As is shown in the architecture diagram, the TiDB Server is between the Load Balancer (or Application) and the storage engine layer at the bottom. Within the TiDB server, there are three layers:

  • The MySQL Protocol layerThis layer has two functions:
    • At the beginning, it receives the requests from the MySQL client, parses the MySQL Protocol packages to the corresponding commands in TiDB Session.
    • In the end, it transfers the result to the MySQL protocol format and returns it to the Client.
  • The SQL layerThis layer has the following functions:

    • Parse and execute the SQL statement

    • Make and optimize the query plans

    • Generate the optimizer

    • Access data through the Storage Engine API layer

    • Return the result to the MySQL Protocol layer


    This layer is very important and see The SQL layer for further information.

  • The Storage Engine API layerThis layer provides transactional (distributed or standalone) storage.
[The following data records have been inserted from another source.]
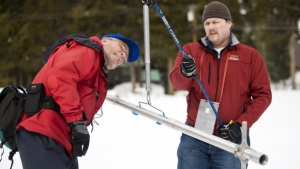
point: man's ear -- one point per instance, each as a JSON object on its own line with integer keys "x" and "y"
{"x": 104, "y": 39}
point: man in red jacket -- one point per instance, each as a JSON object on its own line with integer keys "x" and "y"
{"x": 74, "y": 78}
{"x": 236, "y": 80}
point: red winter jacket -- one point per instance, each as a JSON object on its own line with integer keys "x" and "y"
{"x": 246, "y": 91}
{"x": 75, "y": 78}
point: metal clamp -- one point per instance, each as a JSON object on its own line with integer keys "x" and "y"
{"x": 150, "y": 3}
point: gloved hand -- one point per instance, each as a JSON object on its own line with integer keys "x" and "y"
{"x": 231, "y": 131}
{"x": 188, "y": 66}
{"x": 80, "y": 137}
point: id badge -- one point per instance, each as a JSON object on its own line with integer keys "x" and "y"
{"x": 206, "y": 117}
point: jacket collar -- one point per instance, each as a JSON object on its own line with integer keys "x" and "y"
{"x": 232, "y": 41}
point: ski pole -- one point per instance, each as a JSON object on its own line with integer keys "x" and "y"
{"x": 195, "y": 76}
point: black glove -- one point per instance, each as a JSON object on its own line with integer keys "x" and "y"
{"x": 80, "y": 137}
{"x": 230, "y": 132}
{"x": 188, "y": 66}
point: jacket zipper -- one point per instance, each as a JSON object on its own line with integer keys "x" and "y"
{"x": 218, "y": 69}
{"x": 209, "y": 71}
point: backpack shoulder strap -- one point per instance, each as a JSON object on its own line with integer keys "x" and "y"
{"x": 80, "y": 38}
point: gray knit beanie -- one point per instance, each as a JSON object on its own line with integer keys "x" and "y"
{"x": 216, "y": 9}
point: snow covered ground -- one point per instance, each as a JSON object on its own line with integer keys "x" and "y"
{"x": 123, "y": 140}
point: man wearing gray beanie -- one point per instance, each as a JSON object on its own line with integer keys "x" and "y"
{"x": 235, "y": 78}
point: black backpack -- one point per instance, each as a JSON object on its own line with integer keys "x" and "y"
{"x": 12, "y": 99}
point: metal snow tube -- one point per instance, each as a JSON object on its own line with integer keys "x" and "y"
{"x": 242, "y": 152}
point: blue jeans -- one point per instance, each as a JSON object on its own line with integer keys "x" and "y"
{"x": 40, "y": 152}
{"x": 196, "y": 154}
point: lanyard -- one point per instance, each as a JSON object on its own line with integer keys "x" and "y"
{"x": 224, "y": 75}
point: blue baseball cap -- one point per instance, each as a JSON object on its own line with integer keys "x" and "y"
{"x": 134, "y": 50}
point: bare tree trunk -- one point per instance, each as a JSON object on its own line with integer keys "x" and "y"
{"x": 170, "y": 86}
{"x": 132, "y": 77}
{"x": 292, "y": 52}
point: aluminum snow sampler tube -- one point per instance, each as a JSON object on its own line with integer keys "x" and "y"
{"x": 242, "y": 151}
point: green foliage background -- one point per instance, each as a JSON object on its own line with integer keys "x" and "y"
{"x": 29, "y": 27}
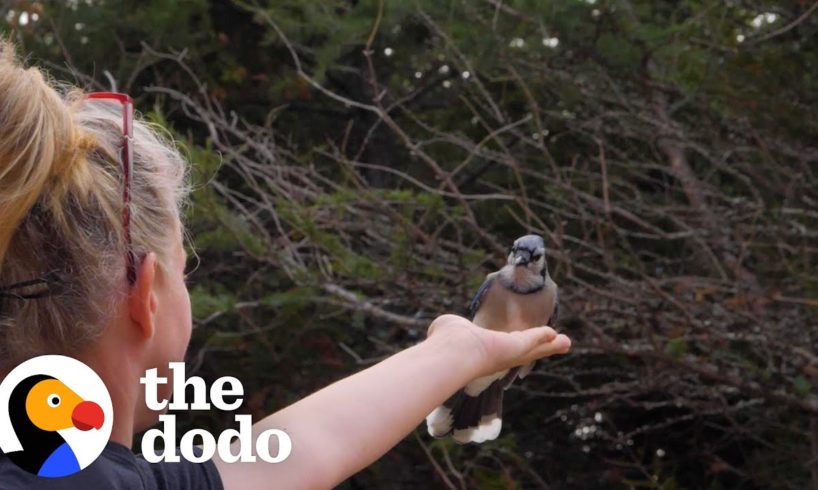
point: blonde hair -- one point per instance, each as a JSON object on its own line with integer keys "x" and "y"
{"x": 61, "y": 209}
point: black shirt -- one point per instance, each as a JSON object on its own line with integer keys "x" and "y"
{"x": 117, "y": 468}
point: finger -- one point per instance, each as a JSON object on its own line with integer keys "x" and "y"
{"x": 561, "y": 344}
{"x": 538, "y": 335}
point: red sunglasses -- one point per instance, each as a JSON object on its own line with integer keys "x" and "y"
{"x": 126, "y": 156}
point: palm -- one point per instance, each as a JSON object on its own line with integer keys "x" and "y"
{"x": 502, "y": 350}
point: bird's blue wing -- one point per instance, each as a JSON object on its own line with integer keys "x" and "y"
{"x": 478, "y": 298}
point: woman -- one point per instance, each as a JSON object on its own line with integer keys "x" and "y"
{"x": 81, "y": 278}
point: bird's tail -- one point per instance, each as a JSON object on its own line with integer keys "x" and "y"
{"x": 471, "y": 418}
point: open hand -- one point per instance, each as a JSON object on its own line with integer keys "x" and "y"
{"x": 500, "y": 350}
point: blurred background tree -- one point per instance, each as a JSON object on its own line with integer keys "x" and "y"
{"x": 360, "y": 165}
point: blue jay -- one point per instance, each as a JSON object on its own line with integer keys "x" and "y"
{"x": 521, "y": 295}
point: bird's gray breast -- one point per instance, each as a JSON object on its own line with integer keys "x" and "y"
{"x": 503, "y": 309}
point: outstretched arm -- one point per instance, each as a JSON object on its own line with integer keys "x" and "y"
{"x": 348, "y": 425}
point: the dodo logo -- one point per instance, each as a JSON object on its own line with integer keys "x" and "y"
{"x": 55, "y": 416}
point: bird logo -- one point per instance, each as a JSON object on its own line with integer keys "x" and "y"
{"x": 521, "y": 295}
{"x": 57, "y": 417}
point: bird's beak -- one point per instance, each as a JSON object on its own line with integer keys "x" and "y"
{"x": 87, "y": 416}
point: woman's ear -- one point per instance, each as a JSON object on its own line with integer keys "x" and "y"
{"x": 142, "y": 298}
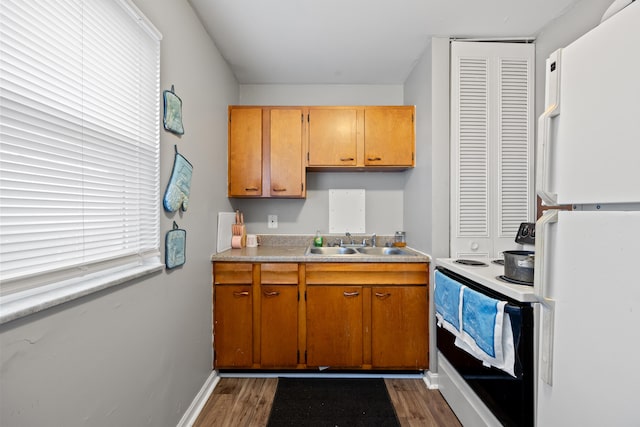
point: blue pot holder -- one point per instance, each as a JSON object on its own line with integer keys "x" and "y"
{"x": 177, "y": 194}
{"x": 174, "y": 247}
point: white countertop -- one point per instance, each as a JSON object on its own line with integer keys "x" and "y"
{"x": 487, "y": 276}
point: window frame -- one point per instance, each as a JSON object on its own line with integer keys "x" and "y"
{"x": 31, "y": 293}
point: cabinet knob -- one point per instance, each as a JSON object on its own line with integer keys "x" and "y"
{"x": 270, "y": 293}
{"x": 241, "y": 294}
{"x": 351, "y": 294}
{"x": 383, "y": 295}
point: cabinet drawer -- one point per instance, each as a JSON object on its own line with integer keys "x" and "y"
{"x": 279, "y": 274}
{"x": 367, "y": 274}
{"x": 232, "y": 273}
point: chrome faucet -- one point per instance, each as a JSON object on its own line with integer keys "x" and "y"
{"x": 350, "y": 238}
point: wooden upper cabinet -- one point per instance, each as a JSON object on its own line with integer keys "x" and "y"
{"x": 389, "y": 136}
{"x": 266, "y": 152}
{"x": 332, "y": 137}
{"x": 286, "y": 148}
{"x": 361, "y": 138}
{"x": 245, "y": 152}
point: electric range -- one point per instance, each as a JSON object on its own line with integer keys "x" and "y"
{"x": 487, "y": 274}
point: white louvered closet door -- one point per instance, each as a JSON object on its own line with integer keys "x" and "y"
{"x": 492, "y": 136}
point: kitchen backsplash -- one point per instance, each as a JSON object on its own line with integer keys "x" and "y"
{"x": 306, "y": 240}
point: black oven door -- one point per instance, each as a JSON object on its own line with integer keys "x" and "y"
{"x": 509, "y": 399}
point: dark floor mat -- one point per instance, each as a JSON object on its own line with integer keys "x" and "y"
{"x": 332, "y": 402}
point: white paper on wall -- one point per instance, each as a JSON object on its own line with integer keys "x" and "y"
{"x": 347, "y": 211}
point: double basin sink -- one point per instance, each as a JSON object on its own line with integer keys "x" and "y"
{"x": 348, "y": 251}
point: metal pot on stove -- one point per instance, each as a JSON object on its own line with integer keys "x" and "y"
{"x": 518, "y": 265}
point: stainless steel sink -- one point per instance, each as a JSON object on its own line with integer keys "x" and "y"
{"x": 331, "y": 250}
{"x": 341, "y": 250}
{"x": 383, "y": 251}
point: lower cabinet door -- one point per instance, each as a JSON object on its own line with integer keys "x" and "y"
{"x": 334, "y": 326}
{"x": 233, "y": 326}
{"x": 399, "y": 327}
{"x": 279, "y": 326}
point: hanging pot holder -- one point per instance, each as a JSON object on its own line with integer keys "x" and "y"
{"x": 177, "y": 194}
{"x": 172, "y": 119}
{"x": 174, "y": 247}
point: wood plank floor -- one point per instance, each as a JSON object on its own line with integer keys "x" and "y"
{"x": 239, "y": 402}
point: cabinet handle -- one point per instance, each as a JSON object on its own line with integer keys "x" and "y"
{"x": 351, "y": 294}
{"x": 270, "y": 293}
{"x": 241, "y": 294}
{"x": 382, "y": 295}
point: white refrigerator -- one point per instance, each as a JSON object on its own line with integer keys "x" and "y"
{"x": 587, "y": 272}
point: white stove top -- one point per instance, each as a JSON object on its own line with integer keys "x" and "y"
{"x": 487, "y": 275}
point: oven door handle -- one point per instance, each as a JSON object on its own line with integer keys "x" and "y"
{"x": 540, "y": 285}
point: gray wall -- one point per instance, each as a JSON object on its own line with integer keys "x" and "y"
{"x": 384, "y": 191}
{"x": 137, "y": 354}
{"x": 584, "y": 16}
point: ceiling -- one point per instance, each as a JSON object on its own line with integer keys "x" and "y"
{"x": 355, "y": 41}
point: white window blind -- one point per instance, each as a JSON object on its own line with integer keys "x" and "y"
{"x": 79, "y": 139}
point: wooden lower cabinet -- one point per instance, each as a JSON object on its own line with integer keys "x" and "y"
{"x": 399, "y": 327}
{"x": 336, "y": 315}
{"x": 334, "y": 326}
{"x": 233, "y": 326}
{"x": 279, "y": 326}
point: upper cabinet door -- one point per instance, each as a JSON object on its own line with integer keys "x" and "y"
{"x": 332, "y": 137}
{"x": 245, "y": 152}
{"x": 389, "y": 136}
{"x": 287, "y": 165}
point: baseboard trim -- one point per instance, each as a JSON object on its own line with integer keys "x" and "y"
{"x": 431, "y": 380}
{"x": 190, "y": 416}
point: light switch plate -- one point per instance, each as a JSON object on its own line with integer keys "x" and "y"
{"x": 347, "y": 211}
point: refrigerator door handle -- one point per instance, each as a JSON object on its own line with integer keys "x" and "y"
{"x": 548, "y": 305}
{"x": 543, "y": 165}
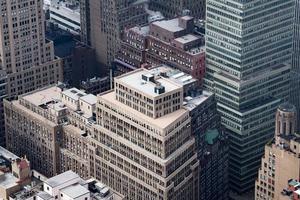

There is an abstraction layer between the KV layer and the SQL layer and it enables the SQL layer to see the unified interface and ignore the differences among the KV storage engines.

Overview of the code structure

See the following list for all the packages and their main functions:

  • tidb This package can be considered to be the interface between the MySQL Protocol Layer and the SQL layer. There are three main files:
    • session.go: Each session object corresponds to a connection of the MySQL client. The MySQL protocol layer manages the binding between the connection and the session. All the MySQL queries/commands are executed by calling the Session interface.
    • tidb.go: This file includes some functions to be called by session.go.
    • bootstrap.go: If a TiDB Server is started but the system is not yet initialized, the bootstrap.go file will initiate the system. See the following section for the detailed information.
  • docs This package contains some brief documents of TiDB. See Documents for all the detailed documents.
  • executor: This is the TiDB executor. A SQL statement will be transferred to the combination a series of executors (operators). The main interface exposed in this package is Executor:
    type Executor interface {
    // Returns the next row of data (If the result is empty, then there is no more data)
    Next() (*Row, error)
    // Close the current Executor and clean up
    Close() error
    //Change the result Schema from the executor, including the details of each Field
    Schema() expression.Schema
    }

    All kinds of executors implement this interface. The executing engine in TiDB adopts the Volcano model where the executors interact with each other through the above 3 interfaces. Each executor only needs to access the data through the Next interface and the meta data through the Schema interface.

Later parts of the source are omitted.